To anchor these upstream forms during RCC placement and compaction, permanent anchors extending back into the RCC were attached to the inside face of each form panel. Additionally, temporary exterior steel stiffbacks were installed to provide additional support. Overall, the design utilizes close to 1,100 of the panels.
Not all formwork was on the outside of the dam. The Hickory Log Creek dam includes an inspection/drainage gallery which has been constructed deep within the dam itself. This gallery has a width of 7 feet (2.1 m) and a height of 8 feet (2.4 m). The walls were formed during RCC placement using removable metal forms; gallery ceiling was constructed using precast reinforced concrete roof panels. Access stairways have also been incorporated into the mass structure. The presence of these openings and passages complicated construction somewhat but allows for easy instrumentation, drainage from the foundation drains and interior inspection of the structure.
Temperature is a concern during any Dam project, particularly one such as this where such a large volume of roller-compacted concrete or RCC is being placed. RCC produces heat as it hydrates and cures, and that heat can cause cracking if it is excessive.
To avoid overheating problems, RCC placement was scheduled to avoid the heat of day. Placement typically began at about 5PM (17:00) and continued through the night, wrapping up mid-morning before temperatures got too high.

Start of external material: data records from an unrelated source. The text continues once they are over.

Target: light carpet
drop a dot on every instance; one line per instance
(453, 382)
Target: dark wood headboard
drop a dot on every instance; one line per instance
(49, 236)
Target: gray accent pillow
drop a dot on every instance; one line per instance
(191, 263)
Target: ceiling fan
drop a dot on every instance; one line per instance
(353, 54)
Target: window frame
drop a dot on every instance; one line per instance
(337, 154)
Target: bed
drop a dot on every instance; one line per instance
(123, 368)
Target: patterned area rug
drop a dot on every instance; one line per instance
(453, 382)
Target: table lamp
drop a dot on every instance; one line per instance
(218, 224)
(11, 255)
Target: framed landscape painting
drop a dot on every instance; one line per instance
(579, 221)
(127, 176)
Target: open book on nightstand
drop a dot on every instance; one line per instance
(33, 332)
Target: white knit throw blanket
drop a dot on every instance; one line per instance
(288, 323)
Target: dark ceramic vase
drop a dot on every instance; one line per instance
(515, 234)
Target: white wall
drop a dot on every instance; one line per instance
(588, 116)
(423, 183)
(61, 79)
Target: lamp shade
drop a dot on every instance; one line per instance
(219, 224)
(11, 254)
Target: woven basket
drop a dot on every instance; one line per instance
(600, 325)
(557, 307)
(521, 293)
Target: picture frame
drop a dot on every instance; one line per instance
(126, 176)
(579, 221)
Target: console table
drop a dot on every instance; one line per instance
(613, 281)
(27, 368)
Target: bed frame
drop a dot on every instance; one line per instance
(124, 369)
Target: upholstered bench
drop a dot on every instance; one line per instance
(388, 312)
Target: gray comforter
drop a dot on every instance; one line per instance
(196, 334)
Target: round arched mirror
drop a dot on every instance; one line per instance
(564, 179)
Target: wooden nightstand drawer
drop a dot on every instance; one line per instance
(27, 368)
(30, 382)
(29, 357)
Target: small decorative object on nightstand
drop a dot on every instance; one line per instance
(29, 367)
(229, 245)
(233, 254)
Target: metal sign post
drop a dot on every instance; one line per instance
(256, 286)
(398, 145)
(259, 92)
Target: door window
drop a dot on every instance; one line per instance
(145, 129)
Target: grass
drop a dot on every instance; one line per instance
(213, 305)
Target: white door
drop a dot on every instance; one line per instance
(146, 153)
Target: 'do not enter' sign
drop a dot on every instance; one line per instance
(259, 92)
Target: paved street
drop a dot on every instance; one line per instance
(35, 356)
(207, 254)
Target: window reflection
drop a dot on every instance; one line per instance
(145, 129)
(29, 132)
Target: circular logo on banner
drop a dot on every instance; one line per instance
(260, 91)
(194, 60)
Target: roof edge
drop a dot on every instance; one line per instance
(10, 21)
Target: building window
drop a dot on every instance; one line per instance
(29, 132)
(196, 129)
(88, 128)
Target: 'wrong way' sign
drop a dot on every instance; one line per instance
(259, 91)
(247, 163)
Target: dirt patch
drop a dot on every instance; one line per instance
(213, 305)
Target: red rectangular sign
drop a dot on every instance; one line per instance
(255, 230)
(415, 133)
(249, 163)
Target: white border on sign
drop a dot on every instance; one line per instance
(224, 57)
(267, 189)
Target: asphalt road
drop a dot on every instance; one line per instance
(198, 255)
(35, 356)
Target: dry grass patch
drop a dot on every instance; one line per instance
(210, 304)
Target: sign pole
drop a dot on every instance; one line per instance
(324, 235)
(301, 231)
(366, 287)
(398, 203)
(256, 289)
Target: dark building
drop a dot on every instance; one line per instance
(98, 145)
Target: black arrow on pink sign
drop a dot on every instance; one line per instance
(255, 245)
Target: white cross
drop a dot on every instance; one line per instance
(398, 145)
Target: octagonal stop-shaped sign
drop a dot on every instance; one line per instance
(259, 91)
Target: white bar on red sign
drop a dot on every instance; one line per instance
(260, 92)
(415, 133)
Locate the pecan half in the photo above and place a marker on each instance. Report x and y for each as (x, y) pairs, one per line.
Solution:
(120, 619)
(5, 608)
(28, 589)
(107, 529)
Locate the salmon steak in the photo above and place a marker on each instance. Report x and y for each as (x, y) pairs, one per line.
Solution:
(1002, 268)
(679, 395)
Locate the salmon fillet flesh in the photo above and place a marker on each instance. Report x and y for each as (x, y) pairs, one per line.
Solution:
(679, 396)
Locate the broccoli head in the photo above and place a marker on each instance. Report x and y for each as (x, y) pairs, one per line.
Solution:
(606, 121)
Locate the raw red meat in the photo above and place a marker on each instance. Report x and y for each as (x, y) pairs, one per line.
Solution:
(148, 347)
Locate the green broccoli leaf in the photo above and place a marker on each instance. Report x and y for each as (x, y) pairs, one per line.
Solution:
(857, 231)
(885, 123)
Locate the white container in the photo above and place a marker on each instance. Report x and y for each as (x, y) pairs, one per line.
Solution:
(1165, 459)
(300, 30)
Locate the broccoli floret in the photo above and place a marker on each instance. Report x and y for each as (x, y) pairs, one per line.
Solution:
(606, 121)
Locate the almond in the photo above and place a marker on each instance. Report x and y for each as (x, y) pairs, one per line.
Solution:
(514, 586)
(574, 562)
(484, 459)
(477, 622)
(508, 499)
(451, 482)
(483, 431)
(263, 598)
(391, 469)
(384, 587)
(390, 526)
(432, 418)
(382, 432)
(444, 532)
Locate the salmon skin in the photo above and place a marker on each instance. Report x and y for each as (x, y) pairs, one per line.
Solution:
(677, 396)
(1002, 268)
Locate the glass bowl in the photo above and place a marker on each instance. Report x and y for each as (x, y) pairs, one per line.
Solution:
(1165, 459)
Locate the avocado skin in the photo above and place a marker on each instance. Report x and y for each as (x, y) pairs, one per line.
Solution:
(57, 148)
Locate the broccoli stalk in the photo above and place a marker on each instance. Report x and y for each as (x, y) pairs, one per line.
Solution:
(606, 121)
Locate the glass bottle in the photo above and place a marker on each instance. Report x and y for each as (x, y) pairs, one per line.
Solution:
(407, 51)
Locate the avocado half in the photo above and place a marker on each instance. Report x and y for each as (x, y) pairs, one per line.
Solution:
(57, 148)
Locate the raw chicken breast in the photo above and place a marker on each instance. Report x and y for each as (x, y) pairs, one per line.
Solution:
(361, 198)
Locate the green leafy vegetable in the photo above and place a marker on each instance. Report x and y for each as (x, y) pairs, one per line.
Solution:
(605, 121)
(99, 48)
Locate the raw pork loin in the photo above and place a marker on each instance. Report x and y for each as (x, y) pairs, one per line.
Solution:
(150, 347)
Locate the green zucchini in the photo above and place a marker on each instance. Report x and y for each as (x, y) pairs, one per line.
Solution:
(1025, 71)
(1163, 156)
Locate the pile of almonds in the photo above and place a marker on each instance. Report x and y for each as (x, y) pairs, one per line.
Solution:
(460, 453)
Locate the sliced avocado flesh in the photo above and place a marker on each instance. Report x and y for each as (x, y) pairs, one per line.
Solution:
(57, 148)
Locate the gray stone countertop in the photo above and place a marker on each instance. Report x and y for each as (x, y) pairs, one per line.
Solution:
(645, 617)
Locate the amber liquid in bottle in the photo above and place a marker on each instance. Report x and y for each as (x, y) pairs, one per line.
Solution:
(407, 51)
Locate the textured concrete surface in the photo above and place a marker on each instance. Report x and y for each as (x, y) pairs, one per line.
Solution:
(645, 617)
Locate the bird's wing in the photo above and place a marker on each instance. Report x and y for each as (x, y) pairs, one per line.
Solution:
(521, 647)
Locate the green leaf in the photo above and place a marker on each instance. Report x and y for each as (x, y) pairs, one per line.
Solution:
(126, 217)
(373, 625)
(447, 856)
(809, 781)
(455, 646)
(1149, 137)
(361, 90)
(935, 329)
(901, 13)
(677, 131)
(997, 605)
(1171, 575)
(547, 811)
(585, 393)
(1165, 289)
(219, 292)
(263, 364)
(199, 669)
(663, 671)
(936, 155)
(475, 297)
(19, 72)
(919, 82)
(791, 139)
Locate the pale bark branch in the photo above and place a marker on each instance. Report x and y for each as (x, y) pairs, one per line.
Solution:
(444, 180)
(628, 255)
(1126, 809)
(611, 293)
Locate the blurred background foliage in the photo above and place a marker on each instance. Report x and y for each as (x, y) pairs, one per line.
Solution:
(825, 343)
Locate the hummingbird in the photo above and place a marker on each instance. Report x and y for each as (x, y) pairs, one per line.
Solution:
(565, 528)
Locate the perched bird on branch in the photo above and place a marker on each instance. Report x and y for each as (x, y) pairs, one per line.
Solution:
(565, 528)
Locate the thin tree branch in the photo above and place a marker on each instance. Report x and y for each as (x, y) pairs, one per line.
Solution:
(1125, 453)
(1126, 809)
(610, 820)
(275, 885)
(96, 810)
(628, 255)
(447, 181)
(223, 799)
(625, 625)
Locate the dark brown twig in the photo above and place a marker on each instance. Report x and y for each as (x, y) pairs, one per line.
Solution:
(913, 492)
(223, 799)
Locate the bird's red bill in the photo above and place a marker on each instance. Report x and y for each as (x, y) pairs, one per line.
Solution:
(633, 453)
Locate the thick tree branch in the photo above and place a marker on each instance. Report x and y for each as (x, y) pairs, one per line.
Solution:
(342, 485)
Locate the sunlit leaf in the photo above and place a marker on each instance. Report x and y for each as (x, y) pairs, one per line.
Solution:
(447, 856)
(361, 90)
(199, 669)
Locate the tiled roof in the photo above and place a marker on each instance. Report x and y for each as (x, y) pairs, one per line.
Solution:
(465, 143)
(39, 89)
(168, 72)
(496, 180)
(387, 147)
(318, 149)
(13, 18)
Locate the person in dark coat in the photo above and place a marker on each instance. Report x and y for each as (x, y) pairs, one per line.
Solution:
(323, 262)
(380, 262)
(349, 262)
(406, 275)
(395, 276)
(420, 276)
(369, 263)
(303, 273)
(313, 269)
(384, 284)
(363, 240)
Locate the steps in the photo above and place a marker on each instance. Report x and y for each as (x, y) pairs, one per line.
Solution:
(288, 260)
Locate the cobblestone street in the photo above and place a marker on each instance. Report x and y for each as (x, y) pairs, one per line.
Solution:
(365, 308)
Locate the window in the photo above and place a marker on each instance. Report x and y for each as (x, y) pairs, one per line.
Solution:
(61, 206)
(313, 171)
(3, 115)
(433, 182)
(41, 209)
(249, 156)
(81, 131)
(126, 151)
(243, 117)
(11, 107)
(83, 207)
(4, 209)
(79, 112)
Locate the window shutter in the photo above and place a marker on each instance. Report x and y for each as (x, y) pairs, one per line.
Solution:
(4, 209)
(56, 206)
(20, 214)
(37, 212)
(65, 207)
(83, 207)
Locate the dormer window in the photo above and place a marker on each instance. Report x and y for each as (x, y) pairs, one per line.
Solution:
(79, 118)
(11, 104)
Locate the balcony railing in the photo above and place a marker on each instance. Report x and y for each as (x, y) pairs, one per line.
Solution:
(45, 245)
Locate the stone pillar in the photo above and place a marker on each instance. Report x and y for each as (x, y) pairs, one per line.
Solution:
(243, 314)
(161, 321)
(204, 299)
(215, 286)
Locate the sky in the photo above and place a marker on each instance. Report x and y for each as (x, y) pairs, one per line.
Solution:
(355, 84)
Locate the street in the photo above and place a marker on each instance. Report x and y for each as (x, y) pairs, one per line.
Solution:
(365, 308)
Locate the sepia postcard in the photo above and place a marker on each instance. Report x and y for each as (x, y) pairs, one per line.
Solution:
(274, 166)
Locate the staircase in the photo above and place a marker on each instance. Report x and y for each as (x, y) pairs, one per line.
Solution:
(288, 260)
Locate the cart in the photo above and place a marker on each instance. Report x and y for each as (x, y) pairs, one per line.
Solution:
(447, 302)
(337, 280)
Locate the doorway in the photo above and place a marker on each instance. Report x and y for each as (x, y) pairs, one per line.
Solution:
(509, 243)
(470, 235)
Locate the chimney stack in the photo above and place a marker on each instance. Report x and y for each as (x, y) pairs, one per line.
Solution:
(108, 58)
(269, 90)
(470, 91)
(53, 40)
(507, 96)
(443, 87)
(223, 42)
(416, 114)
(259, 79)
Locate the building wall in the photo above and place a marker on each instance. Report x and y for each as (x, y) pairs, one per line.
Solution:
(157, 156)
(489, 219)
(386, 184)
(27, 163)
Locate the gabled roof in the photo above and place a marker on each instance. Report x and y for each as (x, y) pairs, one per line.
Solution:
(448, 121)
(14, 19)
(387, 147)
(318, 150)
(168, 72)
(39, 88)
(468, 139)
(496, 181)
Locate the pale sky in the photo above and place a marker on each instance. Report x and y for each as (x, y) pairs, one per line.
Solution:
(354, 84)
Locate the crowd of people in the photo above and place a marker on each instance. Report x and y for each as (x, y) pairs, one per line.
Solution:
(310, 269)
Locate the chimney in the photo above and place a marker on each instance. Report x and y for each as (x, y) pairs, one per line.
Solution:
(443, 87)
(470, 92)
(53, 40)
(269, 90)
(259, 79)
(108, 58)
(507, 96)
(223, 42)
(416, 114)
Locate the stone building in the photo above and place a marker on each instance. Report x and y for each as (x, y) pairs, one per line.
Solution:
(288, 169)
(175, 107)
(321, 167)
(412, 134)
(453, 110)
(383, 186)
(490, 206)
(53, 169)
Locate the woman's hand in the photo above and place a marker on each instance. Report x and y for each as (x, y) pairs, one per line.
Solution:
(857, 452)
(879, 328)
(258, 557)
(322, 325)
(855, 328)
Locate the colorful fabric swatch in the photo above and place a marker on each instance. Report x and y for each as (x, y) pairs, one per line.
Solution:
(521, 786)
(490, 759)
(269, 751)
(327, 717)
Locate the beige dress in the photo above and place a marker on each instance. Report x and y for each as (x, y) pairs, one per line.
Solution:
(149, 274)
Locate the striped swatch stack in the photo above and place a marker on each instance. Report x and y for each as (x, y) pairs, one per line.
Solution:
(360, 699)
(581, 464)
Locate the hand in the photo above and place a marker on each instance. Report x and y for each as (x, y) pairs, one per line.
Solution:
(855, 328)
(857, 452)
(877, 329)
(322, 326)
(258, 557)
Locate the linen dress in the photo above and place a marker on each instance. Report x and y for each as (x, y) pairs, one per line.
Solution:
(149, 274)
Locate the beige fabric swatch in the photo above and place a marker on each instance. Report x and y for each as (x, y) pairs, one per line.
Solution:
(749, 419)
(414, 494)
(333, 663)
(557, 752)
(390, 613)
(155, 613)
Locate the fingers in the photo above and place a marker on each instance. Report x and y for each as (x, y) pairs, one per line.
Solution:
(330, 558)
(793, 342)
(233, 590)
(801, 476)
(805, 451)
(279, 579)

Temperature management was further aided by the fact that most of the aggregate was stockpiled last winter, during cold weather. The core of the aggregate pile remained cool even as the weather warmed — an additional aid in controlling mix temperature. Should ambient temperatures have risen too much, the team had the ability to add liquid nitrogen to the mix to lower the temperature further.
Temperature was also a major factor in determining whether bedding mortar was used between each placement session. Although bedding mortar was used in a narrow zone on the upstream side and at each abutment contact at the beginning of each day's RCC placement, it was only necessary to bed the entire lift if the "degree-hours" (that is, the product of the temperature and time between lifts) exceeded 500 degree hours.